Hedvig are a “Software Defined Storage” company, but in their own words they are not YASS (Yet Another Storage Solution). Their new solution has been in development for a number of years by their founder and CEO Avinash Lakshman; the guy who invented Cassandra at Facebook as well as Amazon Dynamo, so a chap who knows about designing distributed systems! It’s based around a software only distributed storage architecture, which supports both hyper-converged and traditional infrastructure models.

It’s still pretty early days, but apparently has been tested to up to 1000 nodes in a single cluster, with about 20 Petabytes, so it would appear to definitely be reasonably scalable! 🙂 It’s also elastic, as it is designed to be able to shrink by evacuating nodes, as well as add more. When you get to those kind of scales, power can become a major part to your cost to serve, so it’s interesting to note that both x86 and ARM hardware are supported in the initial release, though none of their customers are actually using the latter as yet.
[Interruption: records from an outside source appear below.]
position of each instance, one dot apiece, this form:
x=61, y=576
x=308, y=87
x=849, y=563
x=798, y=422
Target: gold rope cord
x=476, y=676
In terms of features and functionality, so far it appears to have all the usual gubbins such as thin provisioning, compression, global deduplication, multi-site replication with up to 6 copies, etc; all included within the standard price. There is no specific HCL from a hardware support perspective, which in some ways could be good as it’s flexible, but in others it risks being a thorn in their side for future support. They will provide recommendations during the sales cycle though (e.g. 20 cores / 64GB RAM, 2 SSDs for journalling and metadata per node), but ultimately it’s the customer’s choice on what they run. Multiple hypervisors are supported, though I saw no mention of VAAI support just yet.
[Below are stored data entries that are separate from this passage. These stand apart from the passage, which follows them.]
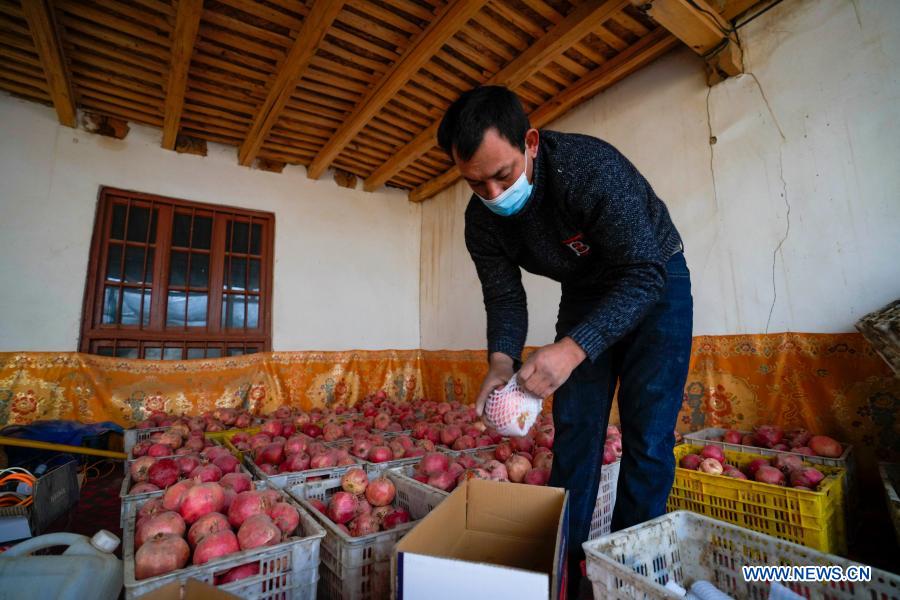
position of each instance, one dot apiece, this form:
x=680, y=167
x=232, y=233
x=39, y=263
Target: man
x=572, y=208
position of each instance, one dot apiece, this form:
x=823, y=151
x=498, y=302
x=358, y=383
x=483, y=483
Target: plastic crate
x=359, y=568
x=130, y=499
x=810, y=518
x=286, y=570
x=890, y=477
x=685, y=547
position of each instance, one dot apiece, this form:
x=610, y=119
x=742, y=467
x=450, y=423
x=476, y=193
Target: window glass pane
x=233, y=311
x=256, y=239
x=202, y=233
x=178, y=269
x=199, y=270
x=197, y=310
x=126, y=352
x=110, y=304
x=138, y=221
x=134, y=264
x=114, y=263
x=237, y=273
x=117, y=230
x=148, y=277
x=252, y=312
x=240, y=237
x=254, y=274
x=131, y=306
x=146, y=317
x=175, y=309
x=181, y=230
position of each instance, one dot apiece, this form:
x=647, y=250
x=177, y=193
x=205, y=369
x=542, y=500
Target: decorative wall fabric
x=828, y=383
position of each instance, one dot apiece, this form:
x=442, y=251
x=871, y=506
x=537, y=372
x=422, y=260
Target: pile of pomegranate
x=800, y=441
x=783, y=469
x=200, y=522
x=363, y=506
x=211, y=464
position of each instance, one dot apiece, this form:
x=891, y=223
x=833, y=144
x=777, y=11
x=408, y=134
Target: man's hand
x=550, y=366
x=499, y=374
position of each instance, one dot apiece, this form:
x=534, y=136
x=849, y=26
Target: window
x=171, y=279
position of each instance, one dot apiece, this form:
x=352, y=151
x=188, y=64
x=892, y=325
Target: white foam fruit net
x=511, y=410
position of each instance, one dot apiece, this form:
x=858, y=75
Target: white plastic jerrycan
x=87, y=569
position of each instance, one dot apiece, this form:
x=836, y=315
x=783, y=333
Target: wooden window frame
x=156, y=334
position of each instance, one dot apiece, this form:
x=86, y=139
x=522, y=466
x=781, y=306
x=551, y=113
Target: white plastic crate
x=359, y=568
x=685, y=547
x=286, y=570
x=601, y=520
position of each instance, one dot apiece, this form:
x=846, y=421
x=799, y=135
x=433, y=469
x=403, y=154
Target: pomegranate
x=175, y=494
x=239, y=482
x=285, y=517
x=214, y=545
x=140, y=467
x=205, y=525
x=355, y=481
x=164, y=522
x=202, y=499
x=257, y=531
x=823, y=445
x=342, y=507
x=161, y=554
x=769, y=474
x=380, y=492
The software supports auto-tiering via two methods, with hot blocks being moved on demand, and a 24/7 background housekeeping process which reshuffles storage at non-busy times. All of this is fully automated with no need for admin input (something which many admins will love, and others will probably freak out about!). This is driven by their philosophy or requiring as little human intervention as possible. A noteworthy goal in light of the modern IT trend of individuals often being responsible for concurrently managing significantly more infrastructure than our technical forefathers! (See Cats vs Chickens).

Where things start to get interesting though is when it comes to the file system itself. It seems that the software can present block, file and object storage, but the underlying file system is actually based on key-value pairs. (Looks like Jeff Layton wasn’t too far off with this article from 2014) They didn’t go into a great deal of detail on the subject, but their architecture overview says:

“The Hedvig Storage Service operates as an optimized key value store and is responsible for writing data directly to the storage media. It captures all random writes into the system, sequentially ordering them into a log structured format that flushes sequential writes to disk.”

Supported Access Protocols
Block – iSCSI and Cinder
File – NFS (SMB coming in future release)
Object – S3 or SWIFT APIs

Working for a service provider, my first thought is generally a version of “Can I multi-tenant it securely, whilst ensuring consistent performance for all tenants?”. Neither multi-tenancy of the file access protocols (e.g. attaching the array to multiple domains for different security domains per volume) nor storage performance QoS are currently possible as yet, however I understand that Hedvig are looking at these in their roadmap.

So, a few thoughts to close… Well they definitely seem to be a really interesting storage company, and I’m fascinated to find out more as to how their key-value filesystem works in detail.  I’d suggest they’re not quite there yet from a service provider perspective, but for private clouds in the the enterprise market, mixed hypervisor environments, and big data analytics, they definitely have something interesting to bring to the table. I’ll certainly be keeping my eye on them in the future.

For those wanting to find out a bit more, they have an architectural white paper and datasheet on their website.